Не так давно на углу Средней Мещанской (сейчас Гражданской) и Столярного, на предполагаемом доме Раскольникова, установили горельеф писателя. С доброй скорбью смотрит он на прохожих, которые по росту годятся ему в дети. Надпись гласит: “Трагические судьбы жителей этой местности Петербурга послужили Достоевскому поводом его страстной проповеди добра для всего человечества”.
Слог, конечно, не превосходный, но, в сущности, верно. Все мы жители этой местности.
Выхожу из дома в любимый Достоевским предзакатный час. На небесном горизонте дымно и жарко — пиво варят. А вот и афишная тумба освещается изнутри на моих глазах и напоминает: “Правило основное: пива должно быть много”. Ларек напротив, следуя этому правилу, работает до глубокой ночи, служа одновременно летучим уличным клубом. Здесь все та же публика, что во времена Федора Михайловича: мужики в ботинках на босу ногу или домашних тапочках и женщины, одетые, как ходят “по соседству”.
Однажды приятель мой, живущий действительно по соседству, изрядно выпил. Пальто он еще как-то надел, но на уговоры жены зашнуровать ботинки ответил категорическим отказом: “Зачем? Я же домой иду”. В своеобразной логике ему не откажешь. “Тут лохмотья не обращали на себя ничьего высокомерного внимания, и можно было ходить в каком угодно виде, никого не скандализируя”. Видимо, произведения классиков, действительно, надолго загаданы и обращены к будущему. Я — свидетель.
Когда привели в порядок дом Раскольникова — замостили плиткой и брусчаткой, напротив установили два стилизованных фонарных столба, скамейку и неподъемную урну, — достоевсковеды расстроились: из такого благоустройства уже не пойдешь убивать старушку.
Но жизнь быстро взяла свое. Фонарь разбили, урна исчезла, скамейку оседлали девочки с прической unisex и напирсингованные парни, пристрастно оглядывающие прохожих. Милиция сюда старается не заглядывать.
Иду дальше. В магазине не пившая с утра продавщица хмурит брови над кинотестом. Мое молчаливое вопрошание вызывает у нее раздражение и брезгливость, как акт заведомо бездуховный. Она и вообще выше этой частной жизненной ситуации “продавец-покупатель”, которая длится, между тем, наверное, уже лет двадцать.

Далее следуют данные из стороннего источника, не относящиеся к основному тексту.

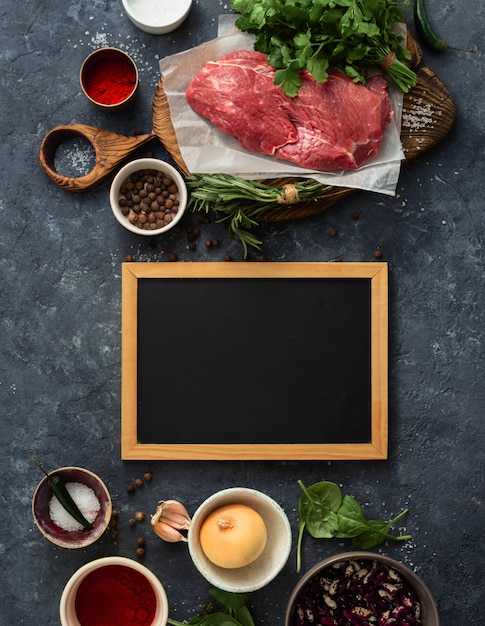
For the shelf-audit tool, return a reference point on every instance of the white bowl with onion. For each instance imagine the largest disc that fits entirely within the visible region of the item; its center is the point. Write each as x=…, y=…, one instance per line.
x=271, y=560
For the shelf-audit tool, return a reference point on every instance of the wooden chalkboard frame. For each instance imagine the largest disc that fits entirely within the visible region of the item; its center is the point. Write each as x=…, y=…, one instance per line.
x=375, y=273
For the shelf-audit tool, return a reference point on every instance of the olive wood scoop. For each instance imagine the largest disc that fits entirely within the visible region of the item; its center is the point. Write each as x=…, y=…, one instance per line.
x=110, y=148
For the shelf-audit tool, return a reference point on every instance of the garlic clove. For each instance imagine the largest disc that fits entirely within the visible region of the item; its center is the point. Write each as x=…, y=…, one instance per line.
x=167, y=532
x=169, y=518
x=173, y=513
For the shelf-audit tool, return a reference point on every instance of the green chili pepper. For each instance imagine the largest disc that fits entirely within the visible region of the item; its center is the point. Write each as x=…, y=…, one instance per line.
x=59, y=489
x=426, y=32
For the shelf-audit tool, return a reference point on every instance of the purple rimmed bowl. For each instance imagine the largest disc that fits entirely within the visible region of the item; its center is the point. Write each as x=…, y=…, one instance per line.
x=68, y=538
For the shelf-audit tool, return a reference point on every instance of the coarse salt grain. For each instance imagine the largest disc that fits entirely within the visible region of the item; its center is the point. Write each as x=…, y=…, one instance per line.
x=86, y=500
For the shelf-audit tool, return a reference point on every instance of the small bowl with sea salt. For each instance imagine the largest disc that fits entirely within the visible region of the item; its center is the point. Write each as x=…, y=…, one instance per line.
x=155, y=17
x=92, y=499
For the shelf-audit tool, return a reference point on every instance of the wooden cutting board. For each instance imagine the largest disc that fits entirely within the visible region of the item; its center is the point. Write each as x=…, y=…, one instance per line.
x=428, y=115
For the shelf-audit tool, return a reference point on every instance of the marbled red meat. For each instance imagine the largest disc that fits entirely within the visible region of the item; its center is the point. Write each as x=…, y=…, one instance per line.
x=328, y=126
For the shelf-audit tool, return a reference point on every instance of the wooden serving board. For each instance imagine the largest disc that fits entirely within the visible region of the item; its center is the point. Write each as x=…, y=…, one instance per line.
x=428, y=115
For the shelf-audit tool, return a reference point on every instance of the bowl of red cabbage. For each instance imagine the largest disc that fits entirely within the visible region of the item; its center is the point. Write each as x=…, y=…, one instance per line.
x=361, y=588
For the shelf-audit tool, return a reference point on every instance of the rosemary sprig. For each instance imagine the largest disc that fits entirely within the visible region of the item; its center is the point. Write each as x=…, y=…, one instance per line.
x=241, y=203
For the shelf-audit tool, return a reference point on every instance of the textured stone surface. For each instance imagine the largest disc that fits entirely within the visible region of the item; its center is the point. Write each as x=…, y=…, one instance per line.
x=60, y=259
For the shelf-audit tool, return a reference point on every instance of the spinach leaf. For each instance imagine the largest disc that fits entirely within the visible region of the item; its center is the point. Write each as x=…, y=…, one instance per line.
x=324, y=514
x=351, y=520
x=229, y=599
x=234, y=611
x=318, y=508
x=317, y=512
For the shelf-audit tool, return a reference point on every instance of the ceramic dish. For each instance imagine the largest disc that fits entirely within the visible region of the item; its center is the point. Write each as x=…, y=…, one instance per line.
x=356, y=585
x=155, y=17
x=66, y=538
x=125, y=582
x=274, y=556
x=130, y=217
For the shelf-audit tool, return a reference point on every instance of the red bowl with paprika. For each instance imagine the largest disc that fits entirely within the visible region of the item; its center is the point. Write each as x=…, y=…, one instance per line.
x=113, y=590
x=109, y=78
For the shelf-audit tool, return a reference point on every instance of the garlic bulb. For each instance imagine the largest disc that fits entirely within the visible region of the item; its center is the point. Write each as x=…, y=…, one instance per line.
x=169, y=519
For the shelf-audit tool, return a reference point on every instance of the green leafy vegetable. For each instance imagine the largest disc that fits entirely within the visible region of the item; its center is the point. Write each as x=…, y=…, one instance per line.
x=241, y=203
x=317, y=34
x=233, y=611
x=323, y=513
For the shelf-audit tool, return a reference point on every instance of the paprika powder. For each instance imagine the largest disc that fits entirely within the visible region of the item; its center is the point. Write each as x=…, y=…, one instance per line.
x=115, y=595
x=109, y=77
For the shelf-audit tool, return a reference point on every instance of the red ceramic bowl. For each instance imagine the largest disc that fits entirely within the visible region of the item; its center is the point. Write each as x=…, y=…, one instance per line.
x=77, y=538
x=109, y=78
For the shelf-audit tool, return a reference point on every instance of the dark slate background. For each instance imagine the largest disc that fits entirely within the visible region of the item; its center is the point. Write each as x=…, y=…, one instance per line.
x=60, y=260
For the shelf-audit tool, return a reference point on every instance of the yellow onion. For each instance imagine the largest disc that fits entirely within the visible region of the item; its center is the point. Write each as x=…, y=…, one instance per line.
x=169, y=519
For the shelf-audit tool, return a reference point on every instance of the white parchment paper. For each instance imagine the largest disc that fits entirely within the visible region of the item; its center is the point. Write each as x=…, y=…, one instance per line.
x=206, y=149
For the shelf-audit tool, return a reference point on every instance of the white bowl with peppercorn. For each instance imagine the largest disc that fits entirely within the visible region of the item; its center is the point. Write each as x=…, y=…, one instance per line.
x=148, y=196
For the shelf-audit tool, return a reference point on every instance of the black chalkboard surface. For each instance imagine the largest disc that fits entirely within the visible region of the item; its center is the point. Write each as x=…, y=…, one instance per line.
x=253, y=361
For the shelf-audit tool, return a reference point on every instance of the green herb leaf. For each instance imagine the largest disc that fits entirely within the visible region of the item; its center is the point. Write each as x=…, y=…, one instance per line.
x=229, y=599
x=325, y=514
x=351, y=520
x=297, y=34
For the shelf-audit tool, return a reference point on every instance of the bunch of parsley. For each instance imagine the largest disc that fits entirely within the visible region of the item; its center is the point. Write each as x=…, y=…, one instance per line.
x=317, y=35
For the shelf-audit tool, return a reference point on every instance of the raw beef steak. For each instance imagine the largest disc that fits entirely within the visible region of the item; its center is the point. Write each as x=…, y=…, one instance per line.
x=328, y=126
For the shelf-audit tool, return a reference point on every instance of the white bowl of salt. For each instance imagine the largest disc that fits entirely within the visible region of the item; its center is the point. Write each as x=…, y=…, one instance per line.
x=157, y=17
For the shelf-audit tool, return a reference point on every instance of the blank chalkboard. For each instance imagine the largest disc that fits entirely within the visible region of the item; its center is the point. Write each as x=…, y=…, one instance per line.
x=254, y=361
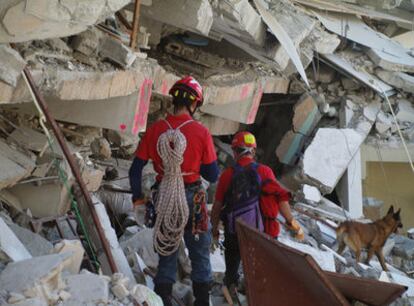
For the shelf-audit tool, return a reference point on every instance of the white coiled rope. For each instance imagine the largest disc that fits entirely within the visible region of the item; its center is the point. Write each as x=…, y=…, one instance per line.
x=171, y=202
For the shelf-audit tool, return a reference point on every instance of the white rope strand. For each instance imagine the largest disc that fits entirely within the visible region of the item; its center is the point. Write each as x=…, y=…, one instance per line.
x=171, y=203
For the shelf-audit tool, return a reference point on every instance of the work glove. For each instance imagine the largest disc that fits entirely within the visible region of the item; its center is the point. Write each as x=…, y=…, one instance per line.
x=297, y=230
x=139, y=209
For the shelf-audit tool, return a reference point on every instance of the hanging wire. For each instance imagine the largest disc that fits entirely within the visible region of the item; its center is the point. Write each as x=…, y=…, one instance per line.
x=64, y=178
x=399, y=131
x=387, y=182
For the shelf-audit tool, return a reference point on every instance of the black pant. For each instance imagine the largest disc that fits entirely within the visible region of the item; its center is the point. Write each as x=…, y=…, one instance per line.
x=232, y=258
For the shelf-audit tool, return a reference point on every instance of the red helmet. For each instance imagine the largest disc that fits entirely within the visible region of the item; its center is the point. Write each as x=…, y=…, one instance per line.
x=244, y=140
x=189, y=85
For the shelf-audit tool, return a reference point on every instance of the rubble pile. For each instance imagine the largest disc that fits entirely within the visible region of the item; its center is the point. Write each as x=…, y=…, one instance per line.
x=315, y=80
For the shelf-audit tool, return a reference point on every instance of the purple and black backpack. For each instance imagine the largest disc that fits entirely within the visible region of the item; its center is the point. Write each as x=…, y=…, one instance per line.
x=242, y=198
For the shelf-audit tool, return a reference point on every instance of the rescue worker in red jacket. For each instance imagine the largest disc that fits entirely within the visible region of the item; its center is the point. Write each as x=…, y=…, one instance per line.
x=199, y=158
x=273, y=199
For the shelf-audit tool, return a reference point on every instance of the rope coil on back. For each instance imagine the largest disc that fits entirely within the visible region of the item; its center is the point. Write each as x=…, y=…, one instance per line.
x=171, y=203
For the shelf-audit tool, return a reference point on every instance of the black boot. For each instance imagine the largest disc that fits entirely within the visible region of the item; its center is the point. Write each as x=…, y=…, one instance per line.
x=201, y=293
x=164, y=290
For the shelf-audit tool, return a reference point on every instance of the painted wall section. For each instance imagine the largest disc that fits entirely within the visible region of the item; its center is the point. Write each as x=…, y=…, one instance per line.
x=401, y=185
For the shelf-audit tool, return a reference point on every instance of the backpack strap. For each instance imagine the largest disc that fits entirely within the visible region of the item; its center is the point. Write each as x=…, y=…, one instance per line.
x=178, y=127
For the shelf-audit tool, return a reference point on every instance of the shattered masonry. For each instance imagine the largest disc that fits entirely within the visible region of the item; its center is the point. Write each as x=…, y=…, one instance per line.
x=309, y=78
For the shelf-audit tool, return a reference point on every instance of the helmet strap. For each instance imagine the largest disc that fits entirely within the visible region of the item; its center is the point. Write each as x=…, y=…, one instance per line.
x=244, y=151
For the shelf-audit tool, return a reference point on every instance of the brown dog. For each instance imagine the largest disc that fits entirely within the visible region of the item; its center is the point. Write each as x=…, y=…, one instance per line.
x=370, y=236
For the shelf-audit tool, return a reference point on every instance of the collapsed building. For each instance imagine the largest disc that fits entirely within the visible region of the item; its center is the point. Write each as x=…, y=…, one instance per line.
x=326, y=86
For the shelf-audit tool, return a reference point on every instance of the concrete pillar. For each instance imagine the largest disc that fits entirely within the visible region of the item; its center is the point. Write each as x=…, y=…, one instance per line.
x=349, y=188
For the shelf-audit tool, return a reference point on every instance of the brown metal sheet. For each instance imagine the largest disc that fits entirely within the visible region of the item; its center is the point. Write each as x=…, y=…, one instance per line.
x=369, y=291
x=279, y=275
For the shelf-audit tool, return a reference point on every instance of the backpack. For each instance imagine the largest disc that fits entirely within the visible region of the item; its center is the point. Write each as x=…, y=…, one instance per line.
x=242, y=199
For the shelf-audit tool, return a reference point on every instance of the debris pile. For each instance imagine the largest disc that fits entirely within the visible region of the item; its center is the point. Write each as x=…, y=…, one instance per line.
x=314, y=80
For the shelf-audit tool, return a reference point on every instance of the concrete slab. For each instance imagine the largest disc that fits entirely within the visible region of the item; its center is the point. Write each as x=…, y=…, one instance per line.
x=48, y=19
x=200, y=12
x=239, y=19
x=77, y=251
x=34, y=243
x=117, y=253
x=219, y=126
x=405, y=111
x=406, y=39
x=44, y=276
x=30, y=302
x=116, y=52
x=142, y=243
x=306, y=117
x=14, y=165
x=86, y=289
x=11, y=245
x=311, y=193
x=51, y=199
x=11, y=65
x=324, y=259
x=284, y=38
x=326, y=166
x=383, y=51
x=400, y=80
x=340, y=63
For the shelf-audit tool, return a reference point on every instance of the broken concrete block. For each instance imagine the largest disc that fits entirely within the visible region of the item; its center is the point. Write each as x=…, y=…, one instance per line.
x=86, y=289
x=384, y=52
x=87, y=42
x=116, y=52
x=405, y=111
x=34, y=243
x=311, y=194
x=37, y=141
x=15, y=298
x=14, y=165
x=384, y=122
x=373, y=208
x=92, y=178
x=349, y=84
x=306, y=114
x=142, y=244
x=239, y=19
x=36, y=277
x=200, y=11
x=11, y=245
x=29, y=302
x=403, y=280
x=400, y=80
x=109, y=233
x=306, y=117
x=77, y=251
x=324, y=259
x=101, y=148
x=58, y=44
x=325, y=74
x=404, y=247
x=143, y=294
x=388, y=247
x=11, y=65
x=120, y=291
x=219, y=126
x=328, y=156
x=29, y=20
x=297, y=25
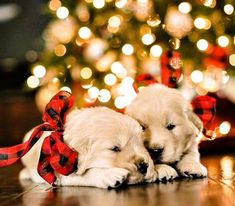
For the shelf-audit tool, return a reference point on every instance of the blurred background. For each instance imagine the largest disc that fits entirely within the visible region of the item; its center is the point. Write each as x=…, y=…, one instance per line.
x=98, y=48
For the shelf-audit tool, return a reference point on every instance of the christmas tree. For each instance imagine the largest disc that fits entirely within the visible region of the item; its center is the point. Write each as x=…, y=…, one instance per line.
x=97, y=48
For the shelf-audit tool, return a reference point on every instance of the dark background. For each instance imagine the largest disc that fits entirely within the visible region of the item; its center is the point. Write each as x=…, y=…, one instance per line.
x=18, y=35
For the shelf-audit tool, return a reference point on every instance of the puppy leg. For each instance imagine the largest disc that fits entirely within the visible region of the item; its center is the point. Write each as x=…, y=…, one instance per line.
x=96, y=177
x=165, y=172
x=190, y=166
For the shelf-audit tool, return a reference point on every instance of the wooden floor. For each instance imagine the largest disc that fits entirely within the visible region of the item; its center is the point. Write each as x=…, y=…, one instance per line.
x=217, y=189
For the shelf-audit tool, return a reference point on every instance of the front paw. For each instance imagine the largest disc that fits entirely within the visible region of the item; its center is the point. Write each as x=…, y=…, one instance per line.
x=114, y=177
x=165, y=172
x=191, y=169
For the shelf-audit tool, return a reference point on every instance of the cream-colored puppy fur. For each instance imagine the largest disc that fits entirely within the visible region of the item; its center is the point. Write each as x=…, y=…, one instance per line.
x=95, y=133
x=171, y=129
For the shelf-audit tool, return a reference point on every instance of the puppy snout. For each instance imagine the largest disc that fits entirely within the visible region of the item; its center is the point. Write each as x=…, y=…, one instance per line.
x=156, y=154
x=142, y=167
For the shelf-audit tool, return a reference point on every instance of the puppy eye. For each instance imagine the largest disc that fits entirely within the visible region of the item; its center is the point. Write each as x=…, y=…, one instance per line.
x=115, y=149
x=143, y=127
x=170, y=126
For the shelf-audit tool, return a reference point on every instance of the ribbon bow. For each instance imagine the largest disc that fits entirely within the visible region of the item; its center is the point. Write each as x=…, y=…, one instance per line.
x=205, y=108
x=55, y=156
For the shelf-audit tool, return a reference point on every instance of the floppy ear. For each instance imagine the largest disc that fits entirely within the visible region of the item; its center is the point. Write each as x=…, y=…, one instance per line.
x=85, y=156
x=194, y=119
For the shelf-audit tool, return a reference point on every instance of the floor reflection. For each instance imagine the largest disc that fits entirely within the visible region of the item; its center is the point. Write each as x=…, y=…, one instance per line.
x=181, y=192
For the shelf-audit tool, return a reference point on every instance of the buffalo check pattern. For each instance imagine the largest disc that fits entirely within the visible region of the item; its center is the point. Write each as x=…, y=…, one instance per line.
x=55, y=156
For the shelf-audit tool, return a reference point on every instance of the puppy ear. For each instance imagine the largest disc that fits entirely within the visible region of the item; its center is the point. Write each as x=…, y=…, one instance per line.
x=194, y=119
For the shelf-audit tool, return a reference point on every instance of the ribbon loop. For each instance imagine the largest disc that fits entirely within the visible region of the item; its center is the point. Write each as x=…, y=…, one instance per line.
x=55, y=156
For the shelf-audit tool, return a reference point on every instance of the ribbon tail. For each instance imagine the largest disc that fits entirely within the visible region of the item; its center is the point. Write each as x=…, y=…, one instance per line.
x=44, y=168
x=10, y=155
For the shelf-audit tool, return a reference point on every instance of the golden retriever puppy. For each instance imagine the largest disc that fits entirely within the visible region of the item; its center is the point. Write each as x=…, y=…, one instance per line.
x=110, y=150
x=170, y=129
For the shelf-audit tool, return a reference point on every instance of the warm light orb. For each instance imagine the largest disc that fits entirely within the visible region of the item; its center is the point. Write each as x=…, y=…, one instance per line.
x=110, y=79
x=202, y=23
x=156, y=51
x=148, y=39
x=127, y=49
x=120, y=102
x=225, y=127
x=120, y=3
x=185, y=7
x=84, y=32
x=39, y=71
x=196, y=76
x=104, y=95
x=86, y=73
x=116, y=67
x=228, y=9
x=60, y=50
x=209, y=3
x=223, y=41
x=54, y=4
x=114, y=21
x=98, y=4
x=62, y=12
x=67, y=89
x=93, y=92
x=225, y=77
x=232, y=59
x=33, y=82
x=202, y=44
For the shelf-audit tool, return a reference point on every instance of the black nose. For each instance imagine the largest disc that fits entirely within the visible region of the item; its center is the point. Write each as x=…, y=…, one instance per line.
x=155, y=154
x=142, y=167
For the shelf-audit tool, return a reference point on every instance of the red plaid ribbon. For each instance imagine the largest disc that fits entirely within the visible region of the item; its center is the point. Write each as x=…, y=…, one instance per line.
x=56, y=156
x=170, y=76
x=205, y=108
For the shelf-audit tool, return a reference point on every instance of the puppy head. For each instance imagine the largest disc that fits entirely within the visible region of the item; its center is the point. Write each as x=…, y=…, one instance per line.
x=170, y=125
x=107, y=139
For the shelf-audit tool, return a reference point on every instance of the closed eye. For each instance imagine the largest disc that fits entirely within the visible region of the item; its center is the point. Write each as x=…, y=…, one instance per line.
x=143, y=127
x=115, y=149
x=170, y=126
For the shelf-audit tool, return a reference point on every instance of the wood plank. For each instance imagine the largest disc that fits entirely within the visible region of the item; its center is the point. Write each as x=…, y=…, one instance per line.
x=216, y=190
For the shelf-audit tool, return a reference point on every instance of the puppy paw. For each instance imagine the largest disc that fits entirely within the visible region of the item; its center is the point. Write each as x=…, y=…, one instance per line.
x=114, y=177
x=191, y=169
x=151, y=176
x=165, y=172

Здесь, как в слободского типа районах, всем все про всех известно. Некогда эта продавщица Валя пустила свою молодость под откос, влюбившись в моложавого, но женатого краснодеревщика, который дарил ей деревянные розы. С тех пор люди стали ей неинтересны.
Сейчас она силится найти ответ на вопрос, какая татуировка была на спине у героя Никиты Михалкова: змей-искуситель, ноты или портрет Сталина? И склоняется, разумеется, к змею-искусителю. Но у меня уже есть новенький журнал с ответами, и я тихо подсказываю ей: “Ноты”. Хозяйка прилавка смотрит на меня некоторое время с равнодушным презрением, потом спрашивает:
— Будем брать?
В ее словах мне слышится революционный подтекст незнакомого товарища по партии. Я успеваю еще заметить, что в подсобке, вместо оппозиционно выставленного портрета Ленина (галстук с горошком), стоит ваза в шляпе, и, не в силах понять этот эзотерический знак, трусливо выхожу на улицу.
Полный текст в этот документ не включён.